No, a tablet is not a desktop. But many tablets
are notebooks, and many desktops are practically stationary tablets. The hardware is here. Tablets that plug into keyboards or other docks, touch AIOs, touch-enabled notebooks...sure it's all half-assed, right now, but it's all pretty new, as far as mass market users go. But, they're here, and we need software to catch up and make good use of them. MS, meanwhile, needs to do some serious thinking, when their next CEO comes on board, because when they screw up, they still get left supporting that for many years, and force software vendors in the mean time to also support their mistakes for years. Clearly,
how they develop needs to change.
Programs for Real Computing Work(tm) need the information density that a mouse/trackball/tit-centric GUI can provide, plus keyboard controls. None of that is going away, for those users. Hell, you can still
easily buy PCs with serial and parallel ports.
But there's a lot of the interface
where none of that matters, and merging it by making the mobile/touch version as powerful as the older version, even if it means a few more clicks, would result in a product that would be, on the whole, superior, because new tablets, convertibles, touch-enabled notebooks, and touch-enabled AIOs, would be much easier to use that way, for much of their common use.

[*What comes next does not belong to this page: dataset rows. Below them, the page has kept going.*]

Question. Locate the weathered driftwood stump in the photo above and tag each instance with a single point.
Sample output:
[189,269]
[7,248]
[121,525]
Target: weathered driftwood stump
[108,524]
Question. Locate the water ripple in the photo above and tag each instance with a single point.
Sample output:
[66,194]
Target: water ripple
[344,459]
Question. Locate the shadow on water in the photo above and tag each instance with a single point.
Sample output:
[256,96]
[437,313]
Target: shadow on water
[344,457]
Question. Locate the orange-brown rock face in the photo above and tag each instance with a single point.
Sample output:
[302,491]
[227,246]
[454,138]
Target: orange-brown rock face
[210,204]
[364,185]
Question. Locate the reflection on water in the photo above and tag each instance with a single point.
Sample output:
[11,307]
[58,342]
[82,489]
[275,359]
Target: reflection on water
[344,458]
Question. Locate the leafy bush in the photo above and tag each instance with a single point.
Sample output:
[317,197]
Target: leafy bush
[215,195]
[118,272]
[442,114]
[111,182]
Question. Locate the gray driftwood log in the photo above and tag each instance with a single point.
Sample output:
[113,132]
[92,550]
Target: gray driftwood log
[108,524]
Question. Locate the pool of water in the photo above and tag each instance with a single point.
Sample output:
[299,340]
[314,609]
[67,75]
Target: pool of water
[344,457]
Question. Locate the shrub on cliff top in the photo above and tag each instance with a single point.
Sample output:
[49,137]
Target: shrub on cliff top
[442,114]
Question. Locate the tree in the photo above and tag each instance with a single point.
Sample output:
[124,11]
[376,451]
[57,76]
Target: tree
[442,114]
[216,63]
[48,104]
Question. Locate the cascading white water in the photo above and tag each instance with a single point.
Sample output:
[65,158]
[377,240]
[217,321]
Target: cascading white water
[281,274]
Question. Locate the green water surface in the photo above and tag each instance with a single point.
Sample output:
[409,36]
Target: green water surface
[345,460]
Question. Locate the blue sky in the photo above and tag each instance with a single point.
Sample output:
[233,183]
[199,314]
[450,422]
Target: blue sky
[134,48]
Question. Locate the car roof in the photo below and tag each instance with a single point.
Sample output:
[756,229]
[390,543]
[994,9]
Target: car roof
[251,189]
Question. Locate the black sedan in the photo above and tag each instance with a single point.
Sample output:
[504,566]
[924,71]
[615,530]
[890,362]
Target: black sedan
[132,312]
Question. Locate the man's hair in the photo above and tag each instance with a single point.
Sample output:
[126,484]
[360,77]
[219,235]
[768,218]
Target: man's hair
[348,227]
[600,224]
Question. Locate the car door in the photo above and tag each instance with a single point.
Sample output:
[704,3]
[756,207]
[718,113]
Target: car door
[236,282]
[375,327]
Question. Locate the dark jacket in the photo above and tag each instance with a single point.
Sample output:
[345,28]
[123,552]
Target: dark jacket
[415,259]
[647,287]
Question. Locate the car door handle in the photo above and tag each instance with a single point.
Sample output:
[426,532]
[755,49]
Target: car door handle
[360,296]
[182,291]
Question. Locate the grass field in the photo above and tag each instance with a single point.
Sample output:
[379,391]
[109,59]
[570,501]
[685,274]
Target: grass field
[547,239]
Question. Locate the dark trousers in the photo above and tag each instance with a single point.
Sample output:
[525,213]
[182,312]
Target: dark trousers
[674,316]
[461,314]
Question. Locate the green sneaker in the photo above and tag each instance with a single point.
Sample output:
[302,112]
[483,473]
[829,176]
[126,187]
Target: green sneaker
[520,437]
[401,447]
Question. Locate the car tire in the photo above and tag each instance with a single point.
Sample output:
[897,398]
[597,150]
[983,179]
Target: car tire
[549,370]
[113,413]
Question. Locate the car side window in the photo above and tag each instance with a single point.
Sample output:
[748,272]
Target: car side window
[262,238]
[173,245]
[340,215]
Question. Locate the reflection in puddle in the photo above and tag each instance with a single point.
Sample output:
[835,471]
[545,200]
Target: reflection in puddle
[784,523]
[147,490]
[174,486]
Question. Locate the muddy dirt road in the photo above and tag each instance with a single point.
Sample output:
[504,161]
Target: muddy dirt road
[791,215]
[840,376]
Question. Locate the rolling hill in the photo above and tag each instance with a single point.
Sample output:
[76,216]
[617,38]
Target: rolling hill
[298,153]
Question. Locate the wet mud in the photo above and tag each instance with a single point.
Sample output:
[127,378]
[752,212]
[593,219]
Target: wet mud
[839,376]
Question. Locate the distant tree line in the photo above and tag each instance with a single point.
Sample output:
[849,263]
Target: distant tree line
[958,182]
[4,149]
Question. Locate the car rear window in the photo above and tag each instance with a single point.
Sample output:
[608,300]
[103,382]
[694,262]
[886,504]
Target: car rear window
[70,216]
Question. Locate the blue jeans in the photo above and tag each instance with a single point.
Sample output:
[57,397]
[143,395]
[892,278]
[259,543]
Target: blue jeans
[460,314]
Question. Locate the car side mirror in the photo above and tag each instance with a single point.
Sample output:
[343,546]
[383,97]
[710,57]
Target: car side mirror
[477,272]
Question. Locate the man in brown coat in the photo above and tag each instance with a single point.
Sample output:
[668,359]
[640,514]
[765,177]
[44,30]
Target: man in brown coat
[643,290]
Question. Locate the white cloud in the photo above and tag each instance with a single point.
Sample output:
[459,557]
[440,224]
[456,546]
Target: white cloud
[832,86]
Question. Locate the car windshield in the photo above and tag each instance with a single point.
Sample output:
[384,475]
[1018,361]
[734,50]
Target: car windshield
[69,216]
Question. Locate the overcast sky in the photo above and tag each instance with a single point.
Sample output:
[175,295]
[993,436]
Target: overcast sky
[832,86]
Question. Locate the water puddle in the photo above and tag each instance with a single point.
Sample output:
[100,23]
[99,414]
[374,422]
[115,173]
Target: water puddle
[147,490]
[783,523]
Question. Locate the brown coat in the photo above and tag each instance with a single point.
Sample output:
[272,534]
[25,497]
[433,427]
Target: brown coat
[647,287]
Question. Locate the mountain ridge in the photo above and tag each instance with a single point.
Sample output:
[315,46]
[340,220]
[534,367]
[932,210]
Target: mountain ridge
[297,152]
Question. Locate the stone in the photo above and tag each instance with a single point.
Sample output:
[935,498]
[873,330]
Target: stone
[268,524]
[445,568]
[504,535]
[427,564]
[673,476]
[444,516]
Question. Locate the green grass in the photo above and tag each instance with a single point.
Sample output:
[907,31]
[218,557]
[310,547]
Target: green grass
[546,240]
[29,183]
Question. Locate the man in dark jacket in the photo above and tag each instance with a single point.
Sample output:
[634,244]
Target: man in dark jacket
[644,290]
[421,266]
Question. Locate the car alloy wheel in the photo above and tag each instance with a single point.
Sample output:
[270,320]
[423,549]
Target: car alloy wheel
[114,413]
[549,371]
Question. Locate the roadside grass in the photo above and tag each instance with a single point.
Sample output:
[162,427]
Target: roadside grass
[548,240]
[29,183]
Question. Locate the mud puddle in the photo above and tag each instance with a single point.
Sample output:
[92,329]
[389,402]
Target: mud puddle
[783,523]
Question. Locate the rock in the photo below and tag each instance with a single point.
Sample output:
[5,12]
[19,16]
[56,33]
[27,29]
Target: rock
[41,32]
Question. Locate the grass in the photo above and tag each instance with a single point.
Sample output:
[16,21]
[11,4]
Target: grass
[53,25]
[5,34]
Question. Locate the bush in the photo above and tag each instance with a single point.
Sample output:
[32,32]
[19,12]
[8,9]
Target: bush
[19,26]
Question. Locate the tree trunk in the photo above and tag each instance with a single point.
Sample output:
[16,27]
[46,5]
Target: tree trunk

Pretty much all of Control Panel, that isn't in the MMC, could be well replaced by streamlined mobile-friendly interfaces, instead of keeping all of the older ones around. Doing so would then have the side benefit of making those "toys" more powerful, on the software side of things. If they focused on making that side of things better, effectively empowering it, we would be better off. Programs and features, Devices and Printers, Sound, Mouse, keyboard, game controllers, network options, personalization, power options, and so on, could easily be made with touch-friendly interfaces, without losing one little bit of functionality. Doing that, they could push upon us one big learning curve for version n+1, refined in n+2, and then we can move on, with Windows phones, tablets, notebooks, etc., all basically just being tweaked implementations of the core Windows, but still feature-complete.
IoW, if the new style UI were the only one for that set of options,
and it offered the same functionality,
and it played nice with the same window management (Windows 8 gets a false for all 3), it would be a good excuse to do things like redesign the whole of devices and printers, the network config dialogs, etc., based on a solid well-thought-out HIG. Much of those interfaces are OK, not because they're good, but that they've changed so little over the last 15 years that
we know them well. Empowering tablet users would be as good of an excuse as any to redo them, IMO.
Where the UIs are too different, like gestures, and hiding whatever at screen edges and corners, such features should be configurable, preferably by conditional rules (IE, just like having different AC and DC power options, you could have docked and undocked, or keyboard or keyboardless, GUI options). What Sinofsky and others around him fail to grasp is that what we need is to make these new (in the sense that regular people use them, now) form factors better, so that they become less toy-like, rather than dumb down the main OS and programs to match the competitors' toy device UIs. Thinking that people want only dumb appliances is not seeing the forest for the trees: such interfaces and devices are currently the only economically viable way to have such technology, so it's what we've got. As their RAM and CPU power improves (namely, RAM bandwidth and caches), the OS' UI is gradually is becoming the main limiting factor, behind the human interface itself.